Without doing the research, I'd bet the New England is far and away the leader in this category over the last 4 weeks.

 
Definitely interesting, but it seems like mostly common sense.

We've always known that turnovers are a huge predictive indicator.

Adding 20+ yard plays as an additional metric further identifies teams with high powered offenses, but it does interestingly not reward teams that have a strong running game that grinds out yards and clock - but there really aren't very many of those left anyway.

My first thought is what is the optimum yardage number that makes this the best predictor... 20 yards is probably just a round number chosen for aesthetics... maybe using 16 yard plays, or maybe 23 yard plays etc... would fine tune it even a bit more.

 
Definitely interesting, but it seems like mostly common sense.

We've always known that turnovers are a huge predictive indicator.
Actually I'm pretty sure they're a crummy predictive indicator.
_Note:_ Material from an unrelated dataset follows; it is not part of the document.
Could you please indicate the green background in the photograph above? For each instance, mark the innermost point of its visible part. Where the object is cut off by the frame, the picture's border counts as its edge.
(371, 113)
What they are is a great retrodictive indicator. That is, the team that had the better TO margin in a particular game wins that game a very large percentage of the time. But is it true that the team with the better TO margin coming into the game wins the game a large percentage of the time? I don't think so, though I admittedly don't have the numbers in front of me. I suspect this Toxic Differential has similar properties. Yes, at the end of the year, teams with good records will nearly always have good Toxic Differentials. But I'd propose the following test: in week 8, if you give me two teams with the same record, will the team with the better ToxDiff have a better record the rest of the way? I would guess not. Maybe I'll have time to check that out today or tomorrow.

 
Definitely interesting, but it seems like mostly common sense.

We've always known that turnovers are a huge predictive indicator.
Actually I'm pretty sure they're a crummy predictive indicator. What they are is a great retrodictive indicator. That is, the team that had the better TO margin in a particular game wins that game a very large percentage of the time. But is it true that the team with the better TO margin coming into the game wins the game a large percentage of the time? I don't think so, though I admittedly don't have the numbers in front of me. I suspect this Toxic Differential has similar properties. Yes, at the end of the year, teams with good records will nearly always have good Toxic Differentials. But I'd propose the following test: in week 8, if you give me two teams with the same record, will the team with the better ToxDiff have a better record the rest of the way? I would guess not. Maybe I'll have time to check that out today or tomorrow.
I get and agree with what you're saying, but by the same token, if 2 teams are playing far enough into the season where meaningful stats are established, I'd think if one team has a clearly favorable +/- ratio of turnovers, that team would statistically tend to win more often.Likewise a favorable rating in the 20+ yard +/- measurement reflects both an "explosive" offense, AND a defense that does not give up such plays - and as such I'd expect statistically a team with a well established advantage in that metric to statistically win more often vs. a team weaker in that metric.

Combine the 2 metrics and it seems logically like a sizable advantage going into any game where one team is reasonably ahead of the other in both areas.